Building web sites

Want to build your own web site but don’t know how? Here’s my collection of useful bookmarks for running the (half dozen or so) web sites I maintain myself. I hope you find it useful; please feel free to suggest improvements/additions to my set of recommendations.

  • Two basic steps are necessary: registering a domain name and choosing a web hosting package.
  • Domain registration is another name for staking out your place in cyberspace. Usually people pay a Domain Registrar to register a domain (e.g. I pay NameCheap to register kiwinerd.org).
  • Web hosting is another name for paying someone else to serve up your web pages to visitors when they want to see them. This is most reliably, efficiently and cheaply achieved via paid commercial web hosting, located on servers elsewhere than your office or living room. (DIYers are at the mercy of their internet connection and are responsible for the consequences of hardware failures when running sites themselves on their own machine.)

Domain registration

  • Don’t do business with GoDaddy. They look cheap, but the customer service is even cheaper. Their advertising is cheaper yet: it is revoltingly misogynistic bottom-of-the-barrel dreck. Take your hard-earned money elsewhere!
  • Choose your domain name very carefully. Make sure to consult the list of ICANN accredited domain registrars before paying to register a domain.
  • For domain registrations, the shortest billing cycle is normally yearly
  • For plain ordinary .ca, org, .net, .com, .info domains, I like NameCheap.
  • For .nz (New Zealand) domains and others, I like IWantMyName.
  • For .to (Tonga) domains, the sole registrar is TONIC.
  • For .io (British Indian Ocean Territory) domains, the registrar is NIC.IO.

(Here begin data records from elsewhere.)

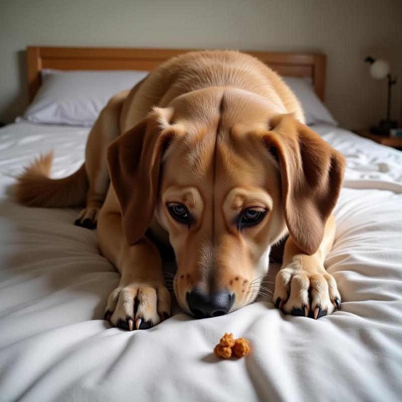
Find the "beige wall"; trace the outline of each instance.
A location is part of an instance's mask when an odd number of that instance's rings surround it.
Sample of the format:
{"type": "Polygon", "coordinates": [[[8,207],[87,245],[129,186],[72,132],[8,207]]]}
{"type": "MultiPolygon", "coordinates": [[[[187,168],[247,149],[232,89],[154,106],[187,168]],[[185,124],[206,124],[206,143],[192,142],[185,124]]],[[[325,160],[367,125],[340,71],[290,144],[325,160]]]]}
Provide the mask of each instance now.
{"type": "Polygon", "coordinates": [[[225,48],[322,52],[326,103],[349,128],[385,117],[385,80],[365,56],[388,60],[402,124],[400,0],[0,0],[0,121],[27,105],[28,45],[225,48]]]}

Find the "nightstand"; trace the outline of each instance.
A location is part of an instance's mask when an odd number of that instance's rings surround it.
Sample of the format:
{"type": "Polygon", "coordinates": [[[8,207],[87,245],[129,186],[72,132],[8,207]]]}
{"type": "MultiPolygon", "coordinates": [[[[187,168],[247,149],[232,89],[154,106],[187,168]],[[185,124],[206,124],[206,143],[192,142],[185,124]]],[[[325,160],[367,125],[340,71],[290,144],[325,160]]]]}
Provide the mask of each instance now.
{"type": "Polygon", "coordinates": [[[387,145],[388,147],[392,147],[402,149],[402,137],[391,137],[385,135],[378,135],[378,134],[373,134],[370,132],[368,129],[362,130],[354,130],[353,132],[360,137],[364,137],[372,140],[373,141],[378,142],[382,145],[387,145]]]}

Note: Prices were valid at time of writing with providers listed but may have changed.

Web hosting

  • For entry-level (shared) commercial web hosting packages, expect bills under $10/month.
  • Service levels (99.x% uptime?) and tech support (response in n business days? continuity of personnel?) matter greatly. In addition, quality of service is time-dependent: it can change if the circumstances of the company change. So, if you take just one piece of advice from me then let it be this: avert your eyes from discounts that lock you in for long time periods and buy web hosting services on a monthly basis. That way, if the web host fails to measure up when you need them to, you can change providers relatively painlessly. Also: beware of proprietary control panels because they makes exporting a pain in the arse.
  • Companies offering affordable web hosting abound. In the past I had good experiences with ASmallOrange.comGrokThis.net, Site5.comANhosting.com, and MediaTemple.net. Currently I use whc.ca because their servers are based in Canada and their staff are too.

Authoring web pages

  • Never use Microsoft products to make web pages. Learn HTML and CSS. If HTML and CSS are completely new to you, start with an editor like NVu, which lets you work on the HTML and also switch easily to a WYSIWYG view. (Remember: people who use only WYSIWYG editors rarely learn to code!)
  • Humanity benefits from inclusion of persons who happen to have disabilities, as well as able-bodied folks. So study the W3C accessibility specifications. Note: if you are under-confident in writing W3C-compliant web pages (hint: newbies and typical Microsoft users, this is you!), then please do the decent thing: use the free online W3C HTML validator tool and CSS validator tool on every page you author. Every time.
  • For a blog or small site, use the lean mini-CMS WordPress.